Office Voodoo is an office sit-com for two characters, Frank and Nancy. Each of the characters has a voodoo doll interface with which two users can play. Pressure sensors and accelerometers placed inside the dolls measure activity, while vibrating motors and flashing LEDs provide visual and haptic feedback. Users can thus rock the doll gently to make it happy or shake it violently to make it angry. The action in the video is edited live to react to those mood swings of both characters and, depending on the location in the matrix of contrasting or complementary emotions, Frank and Nancy either fight over office equipment, have sex on top of it or anything in between.

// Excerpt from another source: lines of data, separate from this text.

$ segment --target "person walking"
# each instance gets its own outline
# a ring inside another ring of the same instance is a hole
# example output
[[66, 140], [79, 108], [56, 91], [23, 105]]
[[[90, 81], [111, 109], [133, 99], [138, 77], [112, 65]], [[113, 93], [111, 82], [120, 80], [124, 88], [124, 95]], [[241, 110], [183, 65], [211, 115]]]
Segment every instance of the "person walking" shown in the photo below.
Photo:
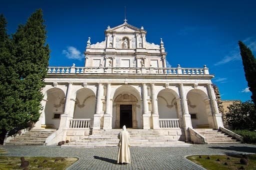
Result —
[[118, 135], [118, 139], [120, 140], [118, 144], [118, 164], [126, 164], [130, 163], [130, 156], [129, 140], [130, 136], [127, 132], [126, 125], [122, 127], [122, 131]]

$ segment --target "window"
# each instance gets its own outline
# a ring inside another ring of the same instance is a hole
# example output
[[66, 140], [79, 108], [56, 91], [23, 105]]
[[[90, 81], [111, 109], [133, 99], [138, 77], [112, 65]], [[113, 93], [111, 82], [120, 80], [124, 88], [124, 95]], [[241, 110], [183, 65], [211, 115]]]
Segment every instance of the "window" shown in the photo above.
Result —
[[196, 117], [196, 113], [190, 113], [190, 116], [191, 117], [191, 119], [197, 119], [198, 118]]
[[60, 114], [54, 113], [54, 118], [52, 118], [52, 119], [60, 119]]
[[92, 67], [100, 67], [100, 60], [94, 60], [92, 62]]
[[120, 59], [116, 58], [116, 67], [120, 67]]
[[120, 67], [130, 67], [130, 60], [122, 60]]
[[156, 60], [150, 60], [150, 67], [158, 68], [158, 61]]

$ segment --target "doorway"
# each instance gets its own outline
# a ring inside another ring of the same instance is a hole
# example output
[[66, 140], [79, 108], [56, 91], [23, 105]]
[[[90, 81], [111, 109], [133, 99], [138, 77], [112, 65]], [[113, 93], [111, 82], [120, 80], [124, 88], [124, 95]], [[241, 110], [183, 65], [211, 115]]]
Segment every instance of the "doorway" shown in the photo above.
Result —
[[120, 128], [126, 125], [132, 128], [132, 105], [120, 105]]

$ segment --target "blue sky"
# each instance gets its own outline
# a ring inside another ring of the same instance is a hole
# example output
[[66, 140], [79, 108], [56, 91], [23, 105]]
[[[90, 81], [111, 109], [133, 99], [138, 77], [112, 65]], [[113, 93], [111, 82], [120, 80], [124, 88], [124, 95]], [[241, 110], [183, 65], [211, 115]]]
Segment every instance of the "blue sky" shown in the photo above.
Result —
[[42, 8], [51, 50], [50, 66], [84, 65], [88, 37], [104, 40], [107, 26], [124, 22], [148, 31], [146, 40], [162, 38], [172, 67], [202, 67], [214, 74], [222, 100], [250, 99], [238, 41], [256, 53], [254, 0], [4, 0], [0, 5], [9, 34]]

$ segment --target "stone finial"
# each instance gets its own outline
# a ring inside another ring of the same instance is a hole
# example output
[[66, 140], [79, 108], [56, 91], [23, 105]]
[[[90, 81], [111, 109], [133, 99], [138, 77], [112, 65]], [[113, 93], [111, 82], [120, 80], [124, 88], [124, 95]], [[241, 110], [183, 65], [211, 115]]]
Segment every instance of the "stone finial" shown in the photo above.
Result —
[[160, 42], [160, 44], [164, 44], [164, 42], [162, 42], [162, 38], [160, 38], [161, 41]]
[[90, 47], [90, 37], [88, 37], [88, 41], [87, 41], [87, 46], [86, 47]]

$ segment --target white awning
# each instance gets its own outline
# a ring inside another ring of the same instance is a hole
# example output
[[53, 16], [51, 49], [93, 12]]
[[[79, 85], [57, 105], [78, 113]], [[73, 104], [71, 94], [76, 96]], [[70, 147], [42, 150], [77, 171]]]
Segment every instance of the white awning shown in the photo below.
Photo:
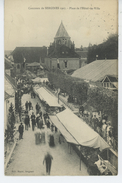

The dolls function both as emotional transference objects and as a tangible interface to a dynamic dramatic situation.
I haven't had the opportunity to interact with these dolls and characters, but this hybrid of tangible interfaces, which are themselves toys, and combinatorical storytelling fascinates me, especially in relation to my own research and work on interfaces for storytelling, for example the touch-screen interactive portrait interface of the Interface Portrait storyteller system (www.knoller.com/ip/).